Defer pandas import on worker in P2P shuffle #5695

gjoseph92 · 2022-01-24T22:02:03Z

In #5688, we discovered that #5520 was increasing worker unmanaged memory usage by ~10MiB at startup (on my mac). I suspect that this came from importing pandas.

The shuffle extension already worked if pandas wasn't available: it just wouldn't install itself on the worker. However, to check if pandas was available, it was importing pandas—so if pandas was available, every worker would have to spend the time and memory to import pandas at startup, even if it wasn't used at all.

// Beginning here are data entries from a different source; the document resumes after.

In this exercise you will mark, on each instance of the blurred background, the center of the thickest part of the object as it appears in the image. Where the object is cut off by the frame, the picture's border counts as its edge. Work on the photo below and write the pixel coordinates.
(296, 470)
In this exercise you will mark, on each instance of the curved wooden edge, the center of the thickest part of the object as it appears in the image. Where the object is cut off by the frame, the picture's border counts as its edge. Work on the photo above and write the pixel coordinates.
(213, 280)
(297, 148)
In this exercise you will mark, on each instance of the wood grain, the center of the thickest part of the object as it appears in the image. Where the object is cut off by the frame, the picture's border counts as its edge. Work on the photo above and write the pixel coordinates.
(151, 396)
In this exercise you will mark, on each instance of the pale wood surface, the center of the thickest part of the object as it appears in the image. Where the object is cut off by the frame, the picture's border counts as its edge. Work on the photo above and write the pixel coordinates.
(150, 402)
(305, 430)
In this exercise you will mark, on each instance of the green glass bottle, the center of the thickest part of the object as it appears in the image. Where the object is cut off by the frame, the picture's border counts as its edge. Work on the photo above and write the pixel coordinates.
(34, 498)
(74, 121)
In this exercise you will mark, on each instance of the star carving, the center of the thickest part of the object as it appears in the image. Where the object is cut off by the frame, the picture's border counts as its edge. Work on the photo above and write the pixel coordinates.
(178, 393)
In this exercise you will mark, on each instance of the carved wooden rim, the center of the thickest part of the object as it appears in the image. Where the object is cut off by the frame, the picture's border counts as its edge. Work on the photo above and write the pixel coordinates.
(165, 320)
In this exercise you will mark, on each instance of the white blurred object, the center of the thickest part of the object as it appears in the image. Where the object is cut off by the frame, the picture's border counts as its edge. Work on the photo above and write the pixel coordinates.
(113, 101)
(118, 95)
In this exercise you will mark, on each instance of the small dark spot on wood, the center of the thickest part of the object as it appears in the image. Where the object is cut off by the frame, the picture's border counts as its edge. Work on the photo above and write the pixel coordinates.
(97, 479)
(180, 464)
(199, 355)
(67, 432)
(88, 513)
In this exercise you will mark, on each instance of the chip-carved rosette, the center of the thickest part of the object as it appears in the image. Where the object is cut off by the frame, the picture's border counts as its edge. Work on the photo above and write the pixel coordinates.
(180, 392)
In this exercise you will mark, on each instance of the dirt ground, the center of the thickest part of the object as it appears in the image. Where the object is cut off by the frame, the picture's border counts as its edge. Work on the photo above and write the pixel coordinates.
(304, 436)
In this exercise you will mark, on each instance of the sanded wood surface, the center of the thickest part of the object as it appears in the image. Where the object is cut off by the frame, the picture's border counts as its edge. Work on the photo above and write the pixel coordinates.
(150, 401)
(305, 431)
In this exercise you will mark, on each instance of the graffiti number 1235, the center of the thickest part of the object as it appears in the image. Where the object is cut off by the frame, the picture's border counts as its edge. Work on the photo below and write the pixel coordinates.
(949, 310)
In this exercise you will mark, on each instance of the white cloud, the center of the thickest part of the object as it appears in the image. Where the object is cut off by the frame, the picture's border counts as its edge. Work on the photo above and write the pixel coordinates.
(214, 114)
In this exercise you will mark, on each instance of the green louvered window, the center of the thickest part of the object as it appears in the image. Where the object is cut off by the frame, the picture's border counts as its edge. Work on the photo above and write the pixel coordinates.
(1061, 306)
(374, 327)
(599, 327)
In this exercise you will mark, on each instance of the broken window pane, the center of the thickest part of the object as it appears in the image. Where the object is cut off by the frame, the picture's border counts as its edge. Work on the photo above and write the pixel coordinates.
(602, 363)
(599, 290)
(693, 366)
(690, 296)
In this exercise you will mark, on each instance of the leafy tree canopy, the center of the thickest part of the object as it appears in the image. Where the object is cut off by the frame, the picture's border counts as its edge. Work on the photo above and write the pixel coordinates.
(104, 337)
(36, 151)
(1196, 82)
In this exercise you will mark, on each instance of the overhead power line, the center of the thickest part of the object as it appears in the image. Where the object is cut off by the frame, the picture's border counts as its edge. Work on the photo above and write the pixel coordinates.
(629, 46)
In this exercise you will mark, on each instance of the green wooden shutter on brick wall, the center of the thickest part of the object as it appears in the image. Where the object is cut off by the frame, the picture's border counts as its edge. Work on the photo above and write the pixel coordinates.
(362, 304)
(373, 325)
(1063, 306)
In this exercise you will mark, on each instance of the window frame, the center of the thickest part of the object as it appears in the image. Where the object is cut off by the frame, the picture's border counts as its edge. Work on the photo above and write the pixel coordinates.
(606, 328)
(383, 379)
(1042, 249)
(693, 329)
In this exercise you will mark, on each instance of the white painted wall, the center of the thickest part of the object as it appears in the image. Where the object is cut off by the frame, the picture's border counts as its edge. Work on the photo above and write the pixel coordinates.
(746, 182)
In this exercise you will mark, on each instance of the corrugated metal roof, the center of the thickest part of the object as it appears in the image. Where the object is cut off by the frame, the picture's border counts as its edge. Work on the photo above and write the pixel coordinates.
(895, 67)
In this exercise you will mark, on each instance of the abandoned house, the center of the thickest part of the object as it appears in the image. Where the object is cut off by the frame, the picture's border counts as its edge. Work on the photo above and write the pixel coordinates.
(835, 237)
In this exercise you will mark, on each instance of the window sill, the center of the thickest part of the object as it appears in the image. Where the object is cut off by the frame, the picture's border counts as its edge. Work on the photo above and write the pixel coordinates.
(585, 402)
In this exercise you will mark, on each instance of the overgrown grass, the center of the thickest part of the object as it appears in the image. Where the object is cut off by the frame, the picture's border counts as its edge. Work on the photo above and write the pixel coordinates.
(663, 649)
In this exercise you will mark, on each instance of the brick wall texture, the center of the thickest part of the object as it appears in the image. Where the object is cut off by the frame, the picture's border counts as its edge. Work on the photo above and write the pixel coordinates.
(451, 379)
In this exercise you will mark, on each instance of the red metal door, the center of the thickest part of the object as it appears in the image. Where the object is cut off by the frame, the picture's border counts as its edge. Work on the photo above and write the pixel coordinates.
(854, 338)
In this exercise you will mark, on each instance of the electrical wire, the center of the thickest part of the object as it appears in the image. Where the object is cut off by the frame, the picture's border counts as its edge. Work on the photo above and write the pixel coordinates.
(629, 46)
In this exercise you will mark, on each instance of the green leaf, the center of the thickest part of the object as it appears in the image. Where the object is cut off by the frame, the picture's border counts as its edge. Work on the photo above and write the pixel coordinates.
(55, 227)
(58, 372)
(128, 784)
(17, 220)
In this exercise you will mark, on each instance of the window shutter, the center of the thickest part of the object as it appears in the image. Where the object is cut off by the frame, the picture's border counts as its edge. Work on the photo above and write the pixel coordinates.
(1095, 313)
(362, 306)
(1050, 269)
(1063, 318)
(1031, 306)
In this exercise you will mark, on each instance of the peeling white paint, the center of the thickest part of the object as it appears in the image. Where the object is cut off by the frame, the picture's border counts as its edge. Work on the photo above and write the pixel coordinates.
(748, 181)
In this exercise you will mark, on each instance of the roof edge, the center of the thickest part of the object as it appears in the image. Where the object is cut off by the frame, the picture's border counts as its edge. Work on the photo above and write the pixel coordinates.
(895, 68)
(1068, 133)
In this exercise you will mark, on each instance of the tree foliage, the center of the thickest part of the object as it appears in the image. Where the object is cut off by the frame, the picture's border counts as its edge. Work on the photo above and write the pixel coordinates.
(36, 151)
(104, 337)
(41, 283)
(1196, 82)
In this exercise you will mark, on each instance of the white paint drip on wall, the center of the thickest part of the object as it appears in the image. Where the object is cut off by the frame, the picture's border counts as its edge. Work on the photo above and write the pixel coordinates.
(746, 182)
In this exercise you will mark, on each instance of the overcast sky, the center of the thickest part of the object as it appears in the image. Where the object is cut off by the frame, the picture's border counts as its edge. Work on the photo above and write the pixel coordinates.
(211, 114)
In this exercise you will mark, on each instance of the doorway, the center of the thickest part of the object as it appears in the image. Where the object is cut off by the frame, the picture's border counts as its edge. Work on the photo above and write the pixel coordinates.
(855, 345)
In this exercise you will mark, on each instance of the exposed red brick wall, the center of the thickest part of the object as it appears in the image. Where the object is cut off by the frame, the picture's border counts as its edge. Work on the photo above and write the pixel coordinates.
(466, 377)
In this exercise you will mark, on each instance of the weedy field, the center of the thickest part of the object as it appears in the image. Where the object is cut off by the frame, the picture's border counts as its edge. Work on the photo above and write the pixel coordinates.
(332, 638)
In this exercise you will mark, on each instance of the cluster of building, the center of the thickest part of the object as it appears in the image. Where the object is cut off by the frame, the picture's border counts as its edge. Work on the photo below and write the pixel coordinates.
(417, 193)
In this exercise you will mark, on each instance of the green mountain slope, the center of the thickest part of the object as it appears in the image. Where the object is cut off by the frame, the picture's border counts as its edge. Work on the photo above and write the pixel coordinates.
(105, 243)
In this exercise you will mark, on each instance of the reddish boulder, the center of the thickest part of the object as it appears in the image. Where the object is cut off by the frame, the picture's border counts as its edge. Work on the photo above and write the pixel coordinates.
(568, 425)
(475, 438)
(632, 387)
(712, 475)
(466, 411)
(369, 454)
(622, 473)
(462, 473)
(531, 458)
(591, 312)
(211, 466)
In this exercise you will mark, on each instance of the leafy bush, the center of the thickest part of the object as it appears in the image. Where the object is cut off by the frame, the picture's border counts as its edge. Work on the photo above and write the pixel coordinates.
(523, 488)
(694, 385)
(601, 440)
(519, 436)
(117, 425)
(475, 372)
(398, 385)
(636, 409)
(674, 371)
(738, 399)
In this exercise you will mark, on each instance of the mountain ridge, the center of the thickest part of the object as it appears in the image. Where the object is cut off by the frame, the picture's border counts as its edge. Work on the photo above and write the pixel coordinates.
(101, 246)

With this PR, all use of pandas is deferred. There's also now an explicit test that importing the shuffle does not import pandas.

Tests added / passed
Passes pre-commit run --all-files

In dask#5688, we discovered that dask#5520 was increasing worker unmanaged memory usage by ~10MiB at startup (on my mac). I suspect that this came from importing pandas. The shuffle extension already worked if pandas wasn't available: it just wouldn't install itself on the worker. However, to check if pandas was available, it was importing pandas—so if pandas _was_ available, every worker would have to spend the time and memory to import it at startup, even if it wasn't used at all. With this PR, all use of pandas is deferred. There's also now an explicit test that importing the shuffle does not import pandas.

gjoseph92 · 2022-01-24T22:08:31Z

distributed/shuffle/shuffle.py

    column: str,
    npartitions: int | None = None,
 ):
+    from dask.dataframe import DataFrame


I don't love how dask.dataframe.DataFrame is also imported if TYPE_CHECKING. It means I could remove this line here, and the code would still pass mypy and flake8, even though it would fail at runtime. Tests would still fail, but I could see making a similar mistake in the future in some place that didn't have test coverage, and unwittingly introducing a runtime error.

However, because I want to use DataFrame as a type annotation, it does need to be imported for type-checkers.

I don't really think there's a way around this. Just curious if anyone had ideas, particularly @crusaderky or @ian-r-rose

Yep, this issue is well-known upstream: PyCQA/pyflakes#530
The solution is remembering that linters are a nice and fast way to detect issues but cannot replace unit tests :)

gjoseph92 · 2022-01-24T22:16:05Z

distributed/shuffle/tests/test_no_pandas_import.py

+import subprocess
+import sys
+
+import_check_code = """


I tried a couple other options to avoid this kind of nasty "code in a string" pattern:

Mucking with sys.modules (setting pandas to None, removing dask.dataframe and distributed.shuffle, then re-importing distributed.shuffle). This worked, but felt brittle, because you basically had to list all the places pandas might be transitively imported from, and remove them from sys.modules.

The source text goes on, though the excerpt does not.